In a televised speech, Bashagha said that his government will work on the principle of participation and cooperation with both the Parliament and the High Council of State (HCS). As well as “the Presidential Council for the best interest of Libya and the Libyan people, and to ensure good relations with neighbouring and friendly countries.”

He also added that his newly formed government will assume power in Tripoli peacefully, adding that he has started all legal and administrative measures. He claimed to have made contact and “arrangements with security and military apparatuses for a peaceful handover of power without any issues.”

Bashagha thanked the UN Support Mission in Libya (UNSMIL) for its support, and hoped for cooperation in completing constitutional work, holding elections, achieving national reconciliation, and unifying state institutions.

The appointment of Bashagha last month, a former Interior Minister from the western city of Misrata, is part of a new Parliamentary roadmap.

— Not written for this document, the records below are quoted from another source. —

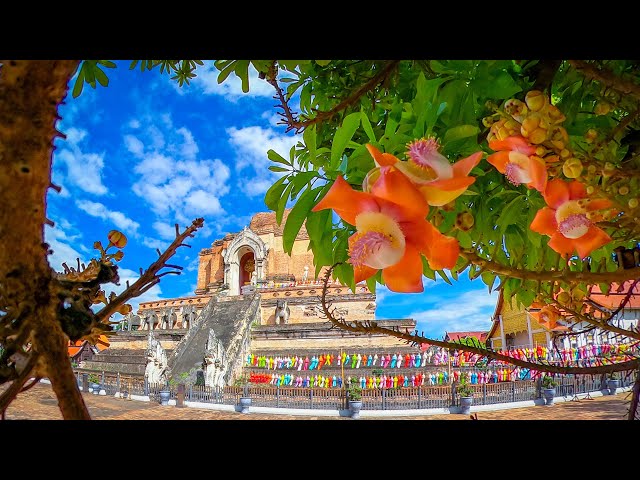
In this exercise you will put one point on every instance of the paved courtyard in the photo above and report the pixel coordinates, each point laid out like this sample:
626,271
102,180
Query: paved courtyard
39,403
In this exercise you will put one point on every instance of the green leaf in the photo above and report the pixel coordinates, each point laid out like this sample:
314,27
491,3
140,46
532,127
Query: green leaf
444,276
272,197
226,71
461,131
302,178
296,218
276,157
343,165
89,76
464,239
101,77
366,126
282,203
309,137
489,279
487,84
242,71
342,136
317,223
79,85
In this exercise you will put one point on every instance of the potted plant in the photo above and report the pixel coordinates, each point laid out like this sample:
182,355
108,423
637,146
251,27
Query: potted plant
465,391
354,396
165,394
613,382
548,389
94,383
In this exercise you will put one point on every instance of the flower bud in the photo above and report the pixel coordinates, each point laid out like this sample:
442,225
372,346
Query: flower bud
116,238
536,100
572,167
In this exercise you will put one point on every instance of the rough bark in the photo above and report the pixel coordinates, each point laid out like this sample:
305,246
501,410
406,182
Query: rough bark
30,93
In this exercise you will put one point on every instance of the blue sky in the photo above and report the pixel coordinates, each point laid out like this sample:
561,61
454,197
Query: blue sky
143,154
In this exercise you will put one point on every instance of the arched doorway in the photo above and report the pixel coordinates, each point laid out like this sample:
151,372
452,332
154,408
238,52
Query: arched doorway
236,259
247,266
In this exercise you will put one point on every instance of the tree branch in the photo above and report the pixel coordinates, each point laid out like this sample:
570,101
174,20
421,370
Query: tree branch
150,277
369,327
618,276
607,77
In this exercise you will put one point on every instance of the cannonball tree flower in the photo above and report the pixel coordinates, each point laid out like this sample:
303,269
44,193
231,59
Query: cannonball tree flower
435,177
516,160
391,231
569,219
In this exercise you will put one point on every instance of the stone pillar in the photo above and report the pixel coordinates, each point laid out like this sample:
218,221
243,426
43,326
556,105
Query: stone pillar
180,395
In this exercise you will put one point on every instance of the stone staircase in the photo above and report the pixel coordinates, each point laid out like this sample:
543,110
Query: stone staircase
231,322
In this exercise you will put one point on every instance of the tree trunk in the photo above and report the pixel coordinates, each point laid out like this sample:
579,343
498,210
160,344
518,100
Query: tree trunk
30,93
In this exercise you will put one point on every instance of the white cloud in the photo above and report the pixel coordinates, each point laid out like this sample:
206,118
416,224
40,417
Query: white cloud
193,267
58,240
469,311
165,230
134,145
272,118
155,243
126,225
189,147
82,170
155,168
251,145
175,183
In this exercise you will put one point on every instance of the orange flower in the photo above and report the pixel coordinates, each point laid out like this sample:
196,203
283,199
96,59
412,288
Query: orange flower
392,232
439,181
569,219
516,160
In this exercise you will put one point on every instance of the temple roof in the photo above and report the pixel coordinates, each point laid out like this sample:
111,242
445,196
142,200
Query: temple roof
616,296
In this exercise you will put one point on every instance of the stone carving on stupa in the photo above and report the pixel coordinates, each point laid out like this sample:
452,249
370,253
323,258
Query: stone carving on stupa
157,362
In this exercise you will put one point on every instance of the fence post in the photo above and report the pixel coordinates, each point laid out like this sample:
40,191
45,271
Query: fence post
180,396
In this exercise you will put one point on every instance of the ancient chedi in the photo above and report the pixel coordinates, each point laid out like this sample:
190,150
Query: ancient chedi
252,298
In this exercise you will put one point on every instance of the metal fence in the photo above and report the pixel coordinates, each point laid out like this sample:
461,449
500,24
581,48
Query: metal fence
402,398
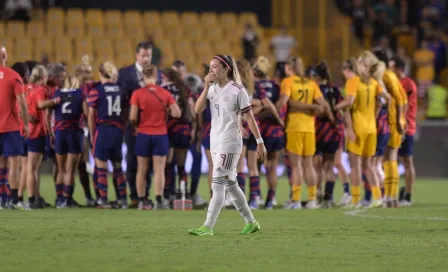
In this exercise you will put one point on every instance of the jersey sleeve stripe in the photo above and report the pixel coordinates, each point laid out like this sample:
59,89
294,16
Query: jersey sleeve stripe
246,109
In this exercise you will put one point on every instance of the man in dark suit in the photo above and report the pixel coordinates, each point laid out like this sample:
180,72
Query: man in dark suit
130,78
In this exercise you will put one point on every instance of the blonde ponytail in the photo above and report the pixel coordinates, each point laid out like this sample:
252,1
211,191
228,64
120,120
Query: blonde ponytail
37,74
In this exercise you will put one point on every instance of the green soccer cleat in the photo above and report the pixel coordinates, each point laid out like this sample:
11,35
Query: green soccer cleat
251,228
202,231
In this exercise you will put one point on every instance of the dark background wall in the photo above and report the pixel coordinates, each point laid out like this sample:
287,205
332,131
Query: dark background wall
261,7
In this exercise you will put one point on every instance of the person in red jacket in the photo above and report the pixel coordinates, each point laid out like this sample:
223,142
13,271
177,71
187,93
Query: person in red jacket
406,150
11,145
149,106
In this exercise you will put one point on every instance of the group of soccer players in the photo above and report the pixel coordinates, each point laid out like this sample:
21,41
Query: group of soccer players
61,116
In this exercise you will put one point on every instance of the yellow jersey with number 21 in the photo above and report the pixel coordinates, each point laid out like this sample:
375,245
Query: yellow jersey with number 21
303,90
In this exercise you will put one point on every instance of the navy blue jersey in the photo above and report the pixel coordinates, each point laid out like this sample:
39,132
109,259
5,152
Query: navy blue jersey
68,114
107,99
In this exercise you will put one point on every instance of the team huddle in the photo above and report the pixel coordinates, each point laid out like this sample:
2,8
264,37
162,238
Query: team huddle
240,116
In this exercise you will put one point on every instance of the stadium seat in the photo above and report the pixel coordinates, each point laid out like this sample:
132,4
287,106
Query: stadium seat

It also involves several constitutional amendments, and for elections to be held in 14 months.

Earlier today, the Parliament gave confidence to the new government, as 92 of the 101 lawmakers in attendance approved the decision, in a live broadcast from the city of Tobruk.

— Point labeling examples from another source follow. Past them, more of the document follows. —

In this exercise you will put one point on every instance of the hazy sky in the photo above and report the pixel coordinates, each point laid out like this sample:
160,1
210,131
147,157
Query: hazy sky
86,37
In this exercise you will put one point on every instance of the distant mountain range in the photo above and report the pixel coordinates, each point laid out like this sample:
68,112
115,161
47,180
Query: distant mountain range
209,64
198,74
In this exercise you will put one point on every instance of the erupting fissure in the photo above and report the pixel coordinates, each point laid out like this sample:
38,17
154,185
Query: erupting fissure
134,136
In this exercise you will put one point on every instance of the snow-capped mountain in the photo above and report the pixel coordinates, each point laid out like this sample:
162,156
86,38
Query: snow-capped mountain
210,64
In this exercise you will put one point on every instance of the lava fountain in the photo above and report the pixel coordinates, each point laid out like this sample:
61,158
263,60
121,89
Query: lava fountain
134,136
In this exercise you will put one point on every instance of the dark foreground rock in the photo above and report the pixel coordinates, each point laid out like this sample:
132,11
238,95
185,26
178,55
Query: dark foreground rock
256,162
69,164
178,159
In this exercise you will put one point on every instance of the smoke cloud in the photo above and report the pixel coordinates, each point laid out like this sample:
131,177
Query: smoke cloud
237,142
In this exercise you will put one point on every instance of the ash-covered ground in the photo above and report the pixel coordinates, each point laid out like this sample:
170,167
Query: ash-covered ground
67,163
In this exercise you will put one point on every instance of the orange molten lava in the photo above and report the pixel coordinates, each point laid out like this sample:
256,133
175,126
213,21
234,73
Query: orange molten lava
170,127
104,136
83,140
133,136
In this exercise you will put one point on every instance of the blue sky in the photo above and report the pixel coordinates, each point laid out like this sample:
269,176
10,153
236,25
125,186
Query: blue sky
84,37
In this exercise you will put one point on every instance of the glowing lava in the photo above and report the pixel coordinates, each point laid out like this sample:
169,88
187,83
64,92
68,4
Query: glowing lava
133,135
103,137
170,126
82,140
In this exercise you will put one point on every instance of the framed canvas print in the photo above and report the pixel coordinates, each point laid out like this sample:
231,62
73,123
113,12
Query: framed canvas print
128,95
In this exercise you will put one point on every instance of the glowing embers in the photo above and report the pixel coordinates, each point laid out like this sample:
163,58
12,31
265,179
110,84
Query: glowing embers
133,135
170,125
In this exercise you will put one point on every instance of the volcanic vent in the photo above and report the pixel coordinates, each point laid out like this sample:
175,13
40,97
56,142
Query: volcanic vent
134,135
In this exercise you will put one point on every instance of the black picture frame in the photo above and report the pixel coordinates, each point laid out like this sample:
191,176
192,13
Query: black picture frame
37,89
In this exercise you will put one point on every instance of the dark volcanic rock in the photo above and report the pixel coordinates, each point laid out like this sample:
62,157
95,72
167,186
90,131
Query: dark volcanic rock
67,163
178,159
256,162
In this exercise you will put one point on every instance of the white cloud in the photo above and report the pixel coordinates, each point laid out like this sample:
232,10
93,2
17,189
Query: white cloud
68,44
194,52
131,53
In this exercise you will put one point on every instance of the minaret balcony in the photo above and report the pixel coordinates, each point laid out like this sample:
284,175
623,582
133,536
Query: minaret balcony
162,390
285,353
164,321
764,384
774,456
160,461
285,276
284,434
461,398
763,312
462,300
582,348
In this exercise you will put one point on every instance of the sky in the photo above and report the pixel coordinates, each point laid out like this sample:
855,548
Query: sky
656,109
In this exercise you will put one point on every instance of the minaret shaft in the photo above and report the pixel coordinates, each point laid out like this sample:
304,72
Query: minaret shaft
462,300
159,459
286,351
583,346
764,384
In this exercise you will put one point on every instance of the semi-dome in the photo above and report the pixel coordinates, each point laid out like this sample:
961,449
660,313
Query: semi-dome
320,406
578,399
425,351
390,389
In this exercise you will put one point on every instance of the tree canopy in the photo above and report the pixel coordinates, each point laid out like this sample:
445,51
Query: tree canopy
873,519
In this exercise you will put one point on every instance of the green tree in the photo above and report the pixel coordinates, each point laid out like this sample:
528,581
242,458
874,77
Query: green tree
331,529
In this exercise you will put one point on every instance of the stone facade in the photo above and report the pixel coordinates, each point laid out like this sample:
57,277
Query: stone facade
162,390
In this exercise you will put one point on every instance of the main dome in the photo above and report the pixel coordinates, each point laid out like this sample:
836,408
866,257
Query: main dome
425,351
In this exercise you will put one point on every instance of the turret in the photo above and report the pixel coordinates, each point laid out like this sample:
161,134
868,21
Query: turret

The new government includes three deputy prime ministers, 29 ministers, and six ministers of state. Two women are in the Cabinet, overseeing the Ministry of Culture and Arts, and holding the position of State Minister for Women’s Affairs.

Meanwhile, the Libyan Government of National Unity (GNU) stated that it would remain in power, and rejected the “mess and fabrication” made by the Parliament. It vowed to lead the country to elections in June 2022.

Libya has been mired in a political crisis since the fall of long-time leader Muammar Gaddafi’s regime in 2011. Observers fear that Libya will return to having two opposing governments, threatening the nation’s vital oil sector.